Whisper, a startup developing AI-powered hearing aids that self-tune over time, emerged from stealth today with $50 million. CEO Dwight Crow says the funds will be put toward the company’s go-to-market efforts as it ramps up production of its first product, the Whisper Hearing System.
The U.S. National Institute on Deafness looked at adults aged 70 and older who have hearing loss and could benefit from hearing aids and found that fewer than one in three (30%) had ever used them. Even fewer (approximately 16%) of the adults aged 20 to 69 who might benefit from hearing aids had ever considered trying them.
The reasons for this are myriad, but Crow says typical hearing aids require frequent adjustments, which puts most wearers off. “Technology should be used to improve people’s lives,” he said. “Many of the problems people face in hearing — whether hearing in a loud restaurant or having a device that quickly gets outdated — are solvable with recent advancements in consumer electronics and artificial intelligence.”
Crow, who founded the now-shuttered Carsabi website that crawled through car listings in North America, founded Whisper with Andrew Song in 2017. Crow met Song, a former Google software engineer, while working at Facebook after the social network acqui-hired Crow from Carsabi.
“Seeing the everyday effects of hearing loss affect my grandfather was very eye-opening for me,” Song told VentureBeat. “I like to say my grandfather is ‘a hearing aid owner but not a hearing aid user.’ He had trouble adopting hearing aids, and this piqued my curiosity in the product category. The fact that his story is not unique was even more confounding to me. This inspired me to build a new kind of product — a device that didn’t just have great audio processing the day it was made, but one that could learn and actually get better over time.”
Crow had a similar experience with his father, who also suffered from hearing loss. “When I was talking with my dad and for the umpteenth time he asked if we could sit in a quiet corner of a cafe so he could hear me over the background noise, I realized solving the problem of hearing meant something to me — that working on helping folks hear and connect with their loved ones was just about the most important thing I could probably work on right now,” he said.

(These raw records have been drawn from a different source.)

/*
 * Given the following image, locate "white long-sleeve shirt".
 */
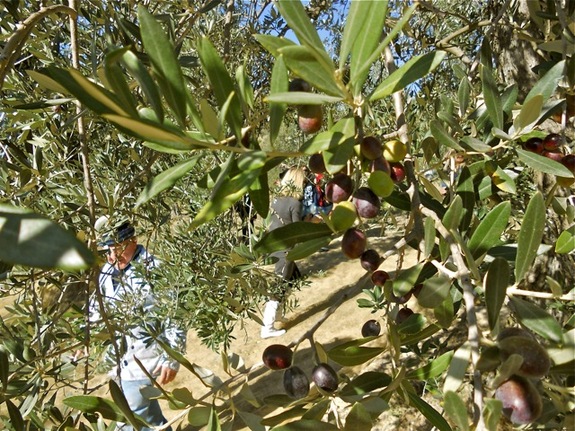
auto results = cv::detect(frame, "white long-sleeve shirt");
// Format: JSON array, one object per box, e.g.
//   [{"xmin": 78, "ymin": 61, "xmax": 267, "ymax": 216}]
[{"xmin": 90, "ymin": 245, "xmax": 186, "ymax": 380}]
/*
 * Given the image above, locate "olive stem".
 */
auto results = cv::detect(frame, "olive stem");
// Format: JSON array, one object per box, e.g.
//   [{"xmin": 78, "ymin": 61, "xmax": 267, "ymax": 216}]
[{"xmin": 507, "ymin": 287, "xmax": 575, "ymax": 301}]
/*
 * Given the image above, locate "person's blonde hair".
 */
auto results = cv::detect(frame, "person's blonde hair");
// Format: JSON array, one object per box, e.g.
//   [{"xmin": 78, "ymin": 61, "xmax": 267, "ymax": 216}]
[{"xmin": 279, "ymin": 166, "xmax": 306, "ymax": 200}]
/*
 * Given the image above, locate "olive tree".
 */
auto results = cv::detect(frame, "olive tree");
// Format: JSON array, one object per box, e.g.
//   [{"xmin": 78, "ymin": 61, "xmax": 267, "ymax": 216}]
[{"xmin": 0, "ymin": 1, "xmax": 575, "ymax": 430}]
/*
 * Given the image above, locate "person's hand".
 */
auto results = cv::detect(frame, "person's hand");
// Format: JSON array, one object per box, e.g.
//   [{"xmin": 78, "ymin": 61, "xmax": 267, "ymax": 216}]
[{"xmin": 153, "ymin": 365, "xmax": 178, "ymax": 385}]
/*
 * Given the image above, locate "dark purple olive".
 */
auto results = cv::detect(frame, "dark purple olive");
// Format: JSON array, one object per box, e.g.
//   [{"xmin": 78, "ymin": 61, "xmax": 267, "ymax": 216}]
[{"xmin": 284, "ymin": 366, "xmax": 309, "ymax": 399}]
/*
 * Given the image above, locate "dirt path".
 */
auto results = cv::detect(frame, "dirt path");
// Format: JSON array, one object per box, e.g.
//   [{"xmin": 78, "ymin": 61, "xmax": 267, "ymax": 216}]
[{"xmin": 164, "ymin": 231, "xmax": 432, "ymax": 431}]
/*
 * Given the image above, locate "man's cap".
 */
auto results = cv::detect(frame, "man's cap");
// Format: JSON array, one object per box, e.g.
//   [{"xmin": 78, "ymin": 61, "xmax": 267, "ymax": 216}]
[{"xmin": 100, "ymin": 220, "xmax": 136, "ymax": 247}]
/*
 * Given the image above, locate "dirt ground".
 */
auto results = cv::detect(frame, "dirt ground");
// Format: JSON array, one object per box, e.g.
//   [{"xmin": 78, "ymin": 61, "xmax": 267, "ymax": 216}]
[{"xmin": 164, "ymin": 229, "xmax": 446, "ymax": 431}]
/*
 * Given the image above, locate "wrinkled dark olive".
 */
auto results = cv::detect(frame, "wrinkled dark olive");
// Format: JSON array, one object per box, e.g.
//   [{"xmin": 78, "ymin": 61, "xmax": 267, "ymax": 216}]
[
  {"xmin": 262, "ymin": 344, "xmax": 293, "ymax": 370},
  {"xmin": 498, "ymin": 335, "xmax": 551, "ymax": 378},
  {"xmin": 311, "ymin": 362, "xmax": 339, "ymax": 392},
  {"xmin": 284, "ymin": 366, "xmax": 309, "ymax": 399}
]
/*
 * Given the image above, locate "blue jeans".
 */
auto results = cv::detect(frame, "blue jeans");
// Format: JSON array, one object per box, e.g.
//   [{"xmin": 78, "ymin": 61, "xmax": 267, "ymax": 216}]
[{"xmin": 118, "ymin": 379, "xmax": 171, "ymax": 431}]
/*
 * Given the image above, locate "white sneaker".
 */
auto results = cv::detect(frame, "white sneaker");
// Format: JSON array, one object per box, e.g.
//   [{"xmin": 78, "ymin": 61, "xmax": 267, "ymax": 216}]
[{"xmin": 260, "ymin": 327, "xmax": 286, "ymax": 338}]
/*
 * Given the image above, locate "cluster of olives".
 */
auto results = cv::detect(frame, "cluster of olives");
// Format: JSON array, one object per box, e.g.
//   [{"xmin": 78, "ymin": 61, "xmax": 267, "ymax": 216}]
[
  {"xmin": 523, "ymin": 133, "xmax": 575, "ymax": 187},
  {"xmin": 309, "ymin": 136, "xmax": 407, "ymax": 272},
  {"xmin": 262, "ymin": 344, "xmax": 339, "ymax": 399},
  {"xmin": 495, "ymin": 327, "xmax": 551, "ymax": 425}
]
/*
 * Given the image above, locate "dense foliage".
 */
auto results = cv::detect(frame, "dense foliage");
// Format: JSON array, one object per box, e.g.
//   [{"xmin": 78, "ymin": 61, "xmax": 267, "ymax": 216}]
[{"xmin": 0, "ymin": 0, "xmax": 575, "ymax": 431}]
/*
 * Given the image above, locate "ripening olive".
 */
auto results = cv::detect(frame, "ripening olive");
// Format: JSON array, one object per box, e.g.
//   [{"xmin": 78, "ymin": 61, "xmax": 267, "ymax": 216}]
[
  {"xmin": 311, "ymin": 362, "xmax": 339, "ymax": 392},
  {"xmin": 283, "ymin": 366, "xmax": 309, "ymax": 399},
  {"xmin": 495, "ymin": 376, "xmax": 543, "ymax": 425}
]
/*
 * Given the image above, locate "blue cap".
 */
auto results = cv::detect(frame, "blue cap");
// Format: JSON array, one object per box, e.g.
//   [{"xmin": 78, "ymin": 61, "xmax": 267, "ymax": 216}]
[{"xmin": 100, "ymin": 221, "xmax": 136, "ymax": 246}]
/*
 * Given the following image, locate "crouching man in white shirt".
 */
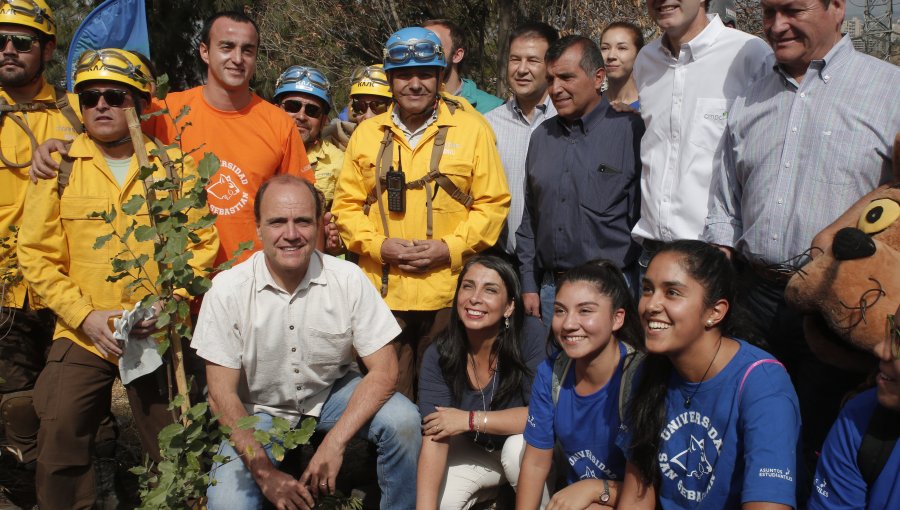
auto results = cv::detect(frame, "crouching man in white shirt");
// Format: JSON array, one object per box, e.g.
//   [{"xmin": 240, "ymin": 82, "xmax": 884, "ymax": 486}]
[{"xmin": 191, "ymin": 175, "xmax": 421, "ymax": 510}]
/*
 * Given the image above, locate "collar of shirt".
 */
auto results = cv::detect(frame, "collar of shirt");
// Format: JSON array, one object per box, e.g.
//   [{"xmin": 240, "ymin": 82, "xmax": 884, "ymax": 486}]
[
  {"xmin": 253, "ymin": 250, "xmax": 326, "ymax": 299},
  {"xmin": 556, "ymin": 96, "xmax": 609, "ymax": 136},
  {"xmin": 774, "ymin": 35, "xmax": 856, "ymax": 89},
  {"xmin": 505, "ymin": 94, "xmax": 551, "ymax": 126},
  {"xmin": 391, "ymin": 105, "xmax": 439, "ymax": 140},
  {"xmin": 659, "ymin": 14, "xmax": 726, "ymax": 60}
]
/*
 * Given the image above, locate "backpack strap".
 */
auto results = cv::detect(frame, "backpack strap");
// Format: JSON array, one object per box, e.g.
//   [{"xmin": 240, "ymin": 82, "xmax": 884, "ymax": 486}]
[
  {"xmin": 619, "ymin": 342, "xmax": 646, "ymax": 423},
  {"xmin": 550, "ymin": 351, "xmax": 572, "ymax": 408},
  {"xmin": 856, "ymin": 404, "xmax": 900, "ymax": 487},
  {"xmin": 738, "ymin": 358, "xmax": 787, "ymax": 404}
]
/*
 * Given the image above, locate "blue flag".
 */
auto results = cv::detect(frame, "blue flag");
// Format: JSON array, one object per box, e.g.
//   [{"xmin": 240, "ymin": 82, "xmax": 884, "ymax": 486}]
[{"xmin": 66, "ymin": 0, "xmax": 150, "ymax": 92}]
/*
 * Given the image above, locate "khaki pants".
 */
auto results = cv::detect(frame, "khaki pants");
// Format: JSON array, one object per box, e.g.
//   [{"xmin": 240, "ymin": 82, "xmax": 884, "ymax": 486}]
[
  {"xmin": 34, "ymin": 339, "xmax": 172, "ymax": 510},
  {"xmin": 394, "ymin": 308, "xmax": 450, "ymax": 403}
]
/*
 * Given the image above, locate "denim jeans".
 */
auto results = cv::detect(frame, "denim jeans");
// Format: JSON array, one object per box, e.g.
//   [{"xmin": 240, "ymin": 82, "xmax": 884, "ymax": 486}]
[{"xmin": 206, "ymin": 372, "xmax": 422, "ymax": 510}]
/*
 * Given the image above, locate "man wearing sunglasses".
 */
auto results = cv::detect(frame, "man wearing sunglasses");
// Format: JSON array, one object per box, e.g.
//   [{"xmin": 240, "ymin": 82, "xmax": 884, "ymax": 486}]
[
  {"xmin": 32, "ymin": 11, "xmax": 315, "ymax": 263},
  {"xmin": 0, "ymin": 0, "xmax": 80, "ymax": 501},
  {"xmin": 323, "ymin": 64, "xmax": 393, "ymax": 151},
  {"xmin": 809, "ymin": 306, "xmax": 900, "ymax": 510},
  {"xmin": 332, "ymin": 27, "xmax": 509, "ymax": 400},
  {"xmin": 18, "ymin": 49, "xmax": 219, "ymax": 510},
  {"xmin": 273, "ymin": 66, "xmax": 344, "ymax": 211}
]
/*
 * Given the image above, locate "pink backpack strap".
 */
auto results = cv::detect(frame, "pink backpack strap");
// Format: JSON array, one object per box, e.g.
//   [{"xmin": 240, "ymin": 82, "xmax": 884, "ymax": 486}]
[{"xmin": 738, "ymin": 358, "xmax": 787, "ymax": 402}]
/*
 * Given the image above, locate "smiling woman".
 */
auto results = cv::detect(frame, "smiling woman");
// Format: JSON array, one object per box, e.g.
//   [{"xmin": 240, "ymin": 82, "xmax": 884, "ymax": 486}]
[
  {"xmin": 617, "ymin": 241, "xmax": 800, "ymax": 509},
  {"xmin": 416, "ymin": 256, "xmax": 545, "ymax": 509}
]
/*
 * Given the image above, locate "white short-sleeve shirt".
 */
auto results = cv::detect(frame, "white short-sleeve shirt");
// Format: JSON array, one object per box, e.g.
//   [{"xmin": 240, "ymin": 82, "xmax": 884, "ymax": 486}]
[
  {"xmin": 191, "ymin": 251, "xmax": 400, "ymax": 423},
  {"xmin": 632, "ymin": 15, "xmax": 774, "ymax": 242}
]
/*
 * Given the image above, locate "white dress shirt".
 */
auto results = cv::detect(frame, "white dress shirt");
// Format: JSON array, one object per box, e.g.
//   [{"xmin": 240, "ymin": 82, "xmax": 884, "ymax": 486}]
[
  {"xmin": 632, "ymin": 15, "xmax": 772, "ymax": 242},
  {"xmin": 191, "ymin": 251, "xmax": 400, "ymax": 424}
]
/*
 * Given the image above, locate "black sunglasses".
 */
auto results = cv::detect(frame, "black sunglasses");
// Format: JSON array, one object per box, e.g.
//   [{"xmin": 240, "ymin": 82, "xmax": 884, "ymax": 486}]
[
  {"xmin": 0, "ymin": 33, "xmax": 40, "ymax": 53},
  {"xmin": 350, "ymin": 98, "xmax": 391, "ymax": 115},
  {"xmin": 279, "ymin": 99, "xmax": 322, "ymax": 117},
  {"xmin": 78, "ymin": 89, "xmax": 128, "ymax": 108}
]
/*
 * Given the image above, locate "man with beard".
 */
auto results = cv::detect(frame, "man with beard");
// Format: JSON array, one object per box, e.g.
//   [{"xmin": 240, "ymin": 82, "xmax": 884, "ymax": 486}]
[
  {"xmin": 0, "ymin": 0, "xmax": 80, "ymax": 490},
  {"xmin": 274, "ymin": 66, "xmax": 344, "ymax": 211}
]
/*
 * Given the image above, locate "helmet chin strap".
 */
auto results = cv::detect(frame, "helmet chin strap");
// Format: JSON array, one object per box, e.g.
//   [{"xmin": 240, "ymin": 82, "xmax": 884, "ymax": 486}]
[{"xmin": 91, "ymin": 135, "xmax": 131, "ymax": 149}]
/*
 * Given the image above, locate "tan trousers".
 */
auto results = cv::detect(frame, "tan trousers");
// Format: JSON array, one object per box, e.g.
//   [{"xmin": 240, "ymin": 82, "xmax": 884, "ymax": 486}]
[{"xmin": 34, "ymin": 339, "xmax": 172, "ymax": 510}]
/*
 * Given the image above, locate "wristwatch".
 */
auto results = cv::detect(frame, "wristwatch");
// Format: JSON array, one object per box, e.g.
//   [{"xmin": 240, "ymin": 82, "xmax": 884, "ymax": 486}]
[{"xmin": 600, "ymin": 480, "xmax": 609, "ymax": 505}]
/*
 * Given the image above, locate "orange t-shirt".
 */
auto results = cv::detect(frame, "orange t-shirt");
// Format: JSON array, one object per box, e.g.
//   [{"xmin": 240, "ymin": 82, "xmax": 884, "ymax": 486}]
[{"xmin": 144, "ymin": 86, "xmax": 315, "ymax": 264}]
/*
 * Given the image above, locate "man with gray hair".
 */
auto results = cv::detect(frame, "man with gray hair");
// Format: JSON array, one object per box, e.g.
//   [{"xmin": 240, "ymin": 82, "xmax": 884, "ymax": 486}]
[{"xmin": 516, "ymin": 35, "xmax": 644, "ymax": 326}]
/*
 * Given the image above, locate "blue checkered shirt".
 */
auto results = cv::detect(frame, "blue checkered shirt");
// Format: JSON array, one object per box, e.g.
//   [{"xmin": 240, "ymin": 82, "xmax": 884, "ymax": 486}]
[{"xmin": 703, "ymin": 36, "xmax": 900, "ymax": 264}]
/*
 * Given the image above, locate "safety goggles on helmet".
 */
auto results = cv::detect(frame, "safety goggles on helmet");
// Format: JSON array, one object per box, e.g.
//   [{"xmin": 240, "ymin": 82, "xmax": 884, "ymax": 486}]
[
  {"xmin": 350, "ymin": 97, "xmax": 391, "ymax": 115},
  {"xmin": 350, "ymin": 65, "xmax": 389, "ymax": 86},
  {"xmin": 78, "ymin": 89, "xmax": 128, "ymax": 108},
  {"xmin": 275, "ymin": 66, "xmax": 331, "ymax": 91},
  {"xmin": 278, "ymin": 99, "xmax": 322, "ymax": 117},
  {"xmin": 0, "ymin": 33, "xmax": 40, "ymax": 53},
  {"xmin": 75, "ymin": 48, "xmax": 151, "ymax": 94},
  {"xmin": 0, "ymin": 0, "xmax": 56, "ymax": 37},
  {"xmin": 382, "ymin": 39, "xmax": 444, "ymax": 64}
]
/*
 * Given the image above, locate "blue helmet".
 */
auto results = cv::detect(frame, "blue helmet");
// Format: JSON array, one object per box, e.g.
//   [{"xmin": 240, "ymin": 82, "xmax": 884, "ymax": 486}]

Neither Crow nor Song has a medical background, but the two were inspired to tackle challenges in hearing accessibility after seeing how AI might be applied to the hearing aid experience. “With the Whisper hearing system, consumers get a state-of-the-art device designed in Silicon Valley that doesn’t stay static but continually improves with AI for better performance,” Crow explained.
Crow says Whisper’s system was “designed to learn from the ground up” with a unique hardware configuration. Two earpieces that take in and transmit sound are paired with a pocket-sized hub called Whisper Brain that wirelessly drives a sound separation engine. The engine’s algorithms, which were trained on a proprietary dataset, separate speech from noise in real time. Unlike traditional hearing aids, which amplify everything in a room, the engine hones in on particular sources. A companion app allows wearers to control the system from their phones and delivers regular software upgrades.
There’s no shortage of companies selling “AI-powered” hearing aids that claim to accomplish real-time sound isolation. MicroTech says its Essentia Edge product scans environments and makes changes to boost speech intelligibility, even from people wearing masks. Widex claims its Evoke hearing aids combine real-time input with previously learned sounds from users and from millions of other listening domains to create sound profiles. And Starkey asserts that its Livio Edge AI suppresses noise automatically while boosting selected speech.
But Crow and Song claim Whisper’s other differentiator is its pricing model. The system will be available via a $179-per-month plan that includes ongoing care from a hearing professional, a lease on the Whisper system, and a three-year warranty that covers loss and damage. Whisper plans to partner with a network of local practices around the country for this offering.
“We’ve done a number of studies with independent audiologists and participants where we introduce them to the new concept of a hearing aid that gets better over time,” Song said. “Not only do these studies help improve the product, but they also show people the power of an upgrade that improves the sound processing of their system without having to repurchase a hearing aid.”
Quiet Capital led the company’s $35 million series B, with participation from Sequoia Capital, First Round Capital, and IVP. Whisper raised a previously undisclosed $18 million across seed and series A rounds.